Eén argument moeten wij echter noemen, dat inderdaad voor een uitbreiding van den Psalmenbundel pleiten mag : Wij treffen onder de psalmen geen liederen aan, die het in Jezus Christus vervulde Evangelie bezingen. De Oud-Testamentische psalmen zijn geboren onder de Oude bedeeling, toen men nog heenzag naar den Messias, Die komen zoude.
Wij weten, dat Hij gekomen is, en op onze Christelijke feestdagen herdenken wij hoe de Heiland Zijn heerlijkheid bij den Vader verlaten heeft om op deze zondige wereld den wil van Zijn Zender te volbrengen tot den dood toe.
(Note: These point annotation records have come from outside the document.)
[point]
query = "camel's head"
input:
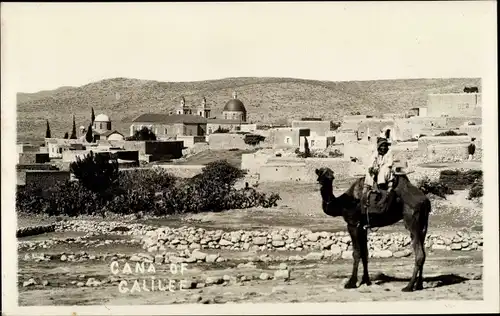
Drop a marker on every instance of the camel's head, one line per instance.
(325, 175)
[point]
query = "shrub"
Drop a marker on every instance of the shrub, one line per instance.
(435, 187)
(96, 172)
(153, 192)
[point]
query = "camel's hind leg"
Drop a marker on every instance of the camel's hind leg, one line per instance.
(417, 224)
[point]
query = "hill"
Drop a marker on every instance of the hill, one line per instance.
(267, 100)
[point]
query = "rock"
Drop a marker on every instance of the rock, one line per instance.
(135, 258)
(30, 282)
(195, 298)
(264, 276)
(93, 282)
(188, 284)
(402, 253)
(314, 256)
(282, 275)
(382, 254)
(224, 242)
(313, 236)
(259, 241)
(198, 255)
(295, 258)
(159, 259)
(214, 280)
(283, 266)
(336, 251)
(195, 246)
(278, 243)
(347, 254)
(438, 247)
(456, 246)
(211, 258)
(327, 244)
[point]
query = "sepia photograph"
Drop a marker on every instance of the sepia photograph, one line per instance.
(273, 157)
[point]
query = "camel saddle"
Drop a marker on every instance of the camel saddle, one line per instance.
(377, 202)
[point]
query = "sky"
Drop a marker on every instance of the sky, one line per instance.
(72, 44)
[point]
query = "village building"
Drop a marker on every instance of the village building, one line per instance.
(194, 121)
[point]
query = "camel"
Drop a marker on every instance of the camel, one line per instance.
(409, 204)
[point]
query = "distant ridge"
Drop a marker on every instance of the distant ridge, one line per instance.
(266, 99)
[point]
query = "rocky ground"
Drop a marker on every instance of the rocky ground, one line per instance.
(288, 254)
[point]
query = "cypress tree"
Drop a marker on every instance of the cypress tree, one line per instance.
(73, 132)
(47, 131)
(88, 137)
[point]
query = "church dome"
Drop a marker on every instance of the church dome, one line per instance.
(235, 105)
(102, 118)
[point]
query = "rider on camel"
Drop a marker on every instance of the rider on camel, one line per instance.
(379, 173)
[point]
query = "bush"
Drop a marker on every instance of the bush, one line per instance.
(435, 187)
(96, 172)
(153, 192)
(477, 189)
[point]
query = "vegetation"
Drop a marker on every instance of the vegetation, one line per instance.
(89, 135)
(461, 178)
(451, 133)
(477, 189)
(334, 125)
(221, 130)
(101, 189)
(143, 134)
(435, 187)
(252, 139)
(270, 99)
(96, 172)
(73, 131)
(47, 131)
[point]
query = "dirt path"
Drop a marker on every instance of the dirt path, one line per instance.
(448, 275)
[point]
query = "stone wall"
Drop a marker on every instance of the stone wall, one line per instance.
(288, 137)
(33, 157)
(220, 141)
(323, 244)
(182, 171)
(45, 178)
(317, 128)
(343, 136)
(189, 141)
(453, 104)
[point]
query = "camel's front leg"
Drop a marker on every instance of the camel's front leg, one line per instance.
(356, 255)
(363, 246)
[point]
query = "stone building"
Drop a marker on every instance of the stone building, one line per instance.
(195, 120)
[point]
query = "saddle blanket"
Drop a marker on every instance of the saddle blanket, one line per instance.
(374, 202)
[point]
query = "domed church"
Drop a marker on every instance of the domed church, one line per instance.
(195, 120)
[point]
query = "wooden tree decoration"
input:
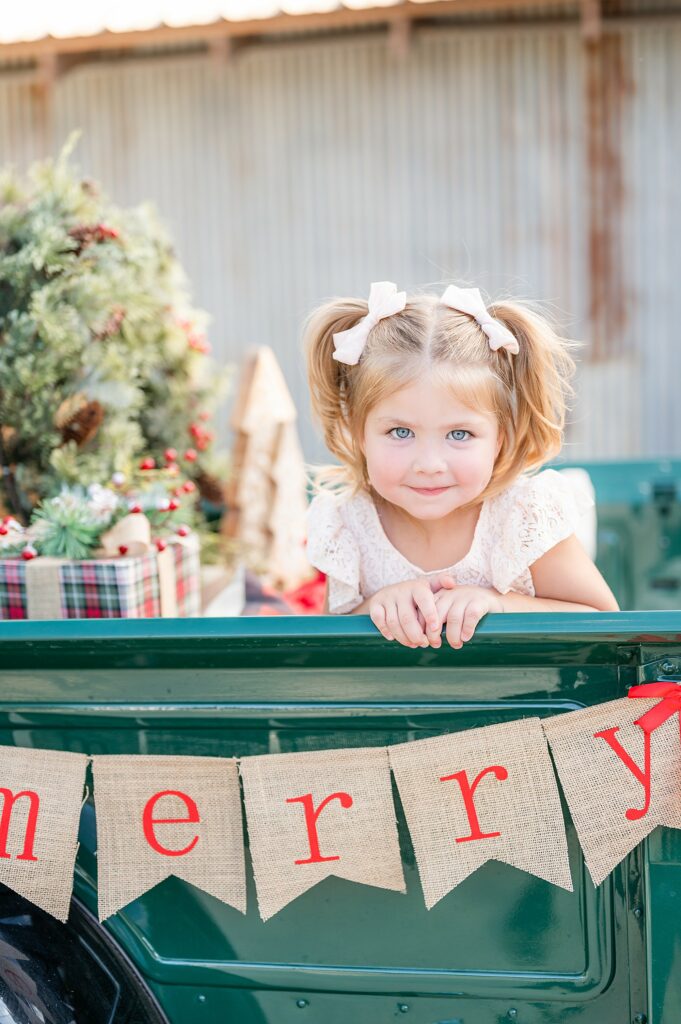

Is het ook juist niet Zijn werk, Zijn optreden, in onze historie, wat wij bezingen willen ?
Zie, dan voelen wij, hoe wij, vooral op onze feestdagen, behoefte hebben aan gezangen, liederen, die niet alleen overdrachtelijk, profetisch, van Christus spreken, maar gezet in den toon van het vervulde Evangelie.
Versta mij echter wel. Wanneer ik zeg, dat wij naast onzen psalmbundel in onze Kerk een verzameling gezangen behoorden te bezitten, dan pleit ik geenszins voor de gezangen ! (n.l. de bestaande). Ook breek ik geen lans voor het vrije kerklied. Verre van dat! Dien kant mogen we niet uit. Alleen die gezangen zouden geoorloofd zijn, die berijmingen waren van het Nieuwe Testament, b.v. van de Evangeliën, zooals we ook reeds hebben : De Lofzang van Zacharia, van Simeon enz.
Naast de Evangeliën zou b.v. ook zeer in aanmerking komen : „Paulus' lied der Liefde" (1 Cor. 13) e.a.
Ons beginsel stelt aan de psalmen dezen eisch : Ze moeten berijmingen zijn van het geïnspireerde Woord Gods.
Zoo moeten we de kwestie ten opzichte van „Gezangen" ook stellen. Wanneer onze Kerk een gezangenbundel ontving, waarin uitsluitend berijmde Schriftgedeelten van het Nieuwe Testament voorkwamen, zouden m.i. ook wij. Hervormd Gereformeerden, deze dankbaar aanvaarden en kunnen aanvaarden, zonder dat dit achterstelling van den psalmenbundel ten gevolge zou hebben, zooals nu door de gebruikers van de bestaande gezangen vaak geschiedt.

B.

J. G. V. L

Dit artikel werd u aangeboden door: de Gereformeerde Bond

Deze tekst is geautomatiseerd gemaakt en kan nog fouten bevatten. Digibron werkt voortdurend aan correctie. Klik voor het origineel door naar de pdf. Voor opmerkingen, vragen, informatie: contact.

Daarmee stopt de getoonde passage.